I’m reminded too of some of Simon Lambert’s work on post-earthquake resilience in Maori communities.  He’s seen that there’s a lot of variation in how people responded, and while there might be some spatial pattern to it, it might be more influenced by non-spatial things, like income or degree of integration into a neighbourhood; things that very person to person, but not necessarily from place to place.  You can map it, and perhaps infer a pattern, but the driving force behind the phenomenon is likely not spatial in nature.  And I suspect that’s the case with the sentencing rates.  Clearly there are differences, but the actual locations (and the characteristics of those locations) may not really help to understand the process in any great depth.  It might be tempting to calculate something like the number of incarcerations per hectare, but that’s ultimately a pretty meaningless number.

What makes this even harder to fully tease out is that social attitudes can clearly vary from place to place, and it can be a combination of people and place.  I look at where I live, in Lyttelton, and it’s had an increasingly Bohemian reputation for a while now (quite different from even ten years ago), with an eclectic assortment of artists, musos, and oddballs.  Why?  Well part of the answer is place – the views, the physical isolation, the gorgeous landscape (yes, I’m biased) but it also has to do with a (pre-earthquake) collection of run down buildings with very cheap rents (and proximity to the Wunderbar.)  The socio-economic differences between, say, Aranui and Fendalton perhaps stand out on several levels, but how much does it have to do with the specific place, per se, and how much does it have to do with the demographics of the people who live there?  They are intertwined to an extent – just how much and in what ways is beyond my powers of reckoning.  My point here is that location is often an important component of understanding a problem, but not in every case.

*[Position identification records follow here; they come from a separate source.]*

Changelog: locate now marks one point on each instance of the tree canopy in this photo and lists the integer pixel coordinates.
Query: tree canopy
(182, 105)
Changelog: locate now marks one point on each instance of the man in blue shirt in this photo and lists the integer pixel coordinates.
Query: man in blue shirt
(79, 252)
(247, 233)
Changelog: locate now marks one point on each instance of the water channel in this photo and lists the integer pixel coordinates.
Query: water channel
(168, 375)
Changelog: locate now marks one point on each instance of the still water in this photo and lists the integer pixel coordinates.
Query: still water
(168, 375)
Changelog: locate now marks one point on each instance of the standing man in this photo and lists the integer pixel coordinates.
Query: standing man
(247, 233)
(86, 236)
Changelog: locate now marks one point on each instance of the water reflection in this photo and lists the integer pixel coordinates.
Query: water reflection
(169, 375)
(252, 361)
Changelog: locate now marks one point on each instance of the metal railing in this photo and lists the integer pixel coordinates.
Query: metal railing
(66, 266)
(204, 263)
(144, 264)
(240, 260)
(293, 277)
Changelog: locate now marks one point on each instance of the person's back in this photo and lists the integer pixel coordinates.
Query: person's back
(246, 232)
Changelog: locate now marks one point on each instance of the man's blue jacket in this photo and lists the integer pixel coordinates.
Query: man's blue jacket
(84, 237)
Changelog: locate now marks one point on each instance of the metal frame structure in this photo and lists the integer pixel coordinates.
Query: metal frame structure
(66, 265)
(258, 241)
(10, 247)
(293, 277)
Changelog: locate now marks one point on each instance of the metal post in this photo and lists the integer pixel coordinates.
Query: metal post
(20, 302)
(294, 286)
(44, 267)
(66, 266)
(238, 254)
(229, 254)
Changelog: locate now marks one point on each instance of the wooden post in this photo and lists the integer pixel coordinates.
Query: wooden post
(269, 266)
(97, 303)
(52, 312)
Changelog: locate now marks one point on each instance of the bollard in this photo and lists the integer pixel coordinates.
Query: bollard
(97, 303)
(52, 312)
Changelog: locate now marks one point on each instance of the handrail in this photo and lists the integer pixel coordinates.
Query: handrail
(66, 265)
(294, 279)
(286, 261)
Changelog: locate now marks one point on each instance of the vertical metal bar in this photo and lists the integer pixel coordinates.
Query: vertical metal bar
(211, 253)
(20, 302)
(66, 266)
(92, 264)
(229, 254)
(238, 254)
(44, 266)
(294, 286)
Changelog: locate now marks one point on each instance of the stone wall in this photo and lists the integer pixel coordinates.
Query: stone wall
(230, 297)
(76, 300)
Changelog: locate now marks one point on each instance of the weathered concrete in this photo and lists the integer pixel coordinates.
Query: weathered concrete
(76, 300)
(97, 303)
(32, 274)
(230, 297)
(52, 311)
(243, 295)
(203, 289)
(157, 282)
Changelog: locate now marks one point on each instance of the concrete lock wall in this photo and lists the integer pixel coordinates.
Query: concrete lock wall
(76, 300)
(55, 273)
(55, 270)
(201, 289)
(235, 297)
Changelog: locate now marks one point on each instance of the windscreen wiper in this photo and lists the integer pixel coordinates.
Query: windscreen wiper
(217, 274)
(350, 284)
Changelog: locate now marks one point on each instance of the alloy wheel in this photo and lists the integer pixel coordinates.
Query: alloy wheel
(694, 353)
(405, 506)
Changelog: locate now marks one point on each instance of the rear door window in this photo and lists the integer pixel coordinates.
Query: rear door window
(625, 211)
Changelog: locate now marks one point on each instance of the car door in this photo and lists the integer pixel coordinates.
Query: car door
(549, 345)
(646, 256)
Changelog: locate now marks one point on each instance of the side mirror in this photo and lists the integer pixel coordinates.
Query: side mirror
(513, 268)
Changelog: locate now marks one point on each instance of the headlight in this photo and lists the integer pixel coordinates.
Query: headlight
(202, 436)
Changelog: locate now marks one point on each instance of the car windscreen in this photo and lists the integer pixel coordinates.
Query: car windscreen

Another interesting aspect of this work is that Mr Goodall points out that the districts that judges preside in are not the same size.  There’s a classic problem in geospatial analysis, the Modifiable Areal Unit Problem (MAUP), that this touches on.  The gist of it is that you might get different analysis results if you aggregate areas using different boundaries and, in this case, may make it more difficult to interpret the results.  I haven’t seen a map of these districts but it’s quite likely that the provincial districts cover much larger areas than metropolitan areas, and likely have different populations (and demographics).  The MAUP will likely pop up as another post on another day.

Spatial thinking is, I guess, just a different perspective, another way of trying to understand a phenomenon.  With a lot of natural resource problems, it can be a great aid as it might help explain why certain things happen in certain places.  It won’t always help to shed light on the problem, but as I tell my students, it’s another arrow in your quiver of ways to understand the world.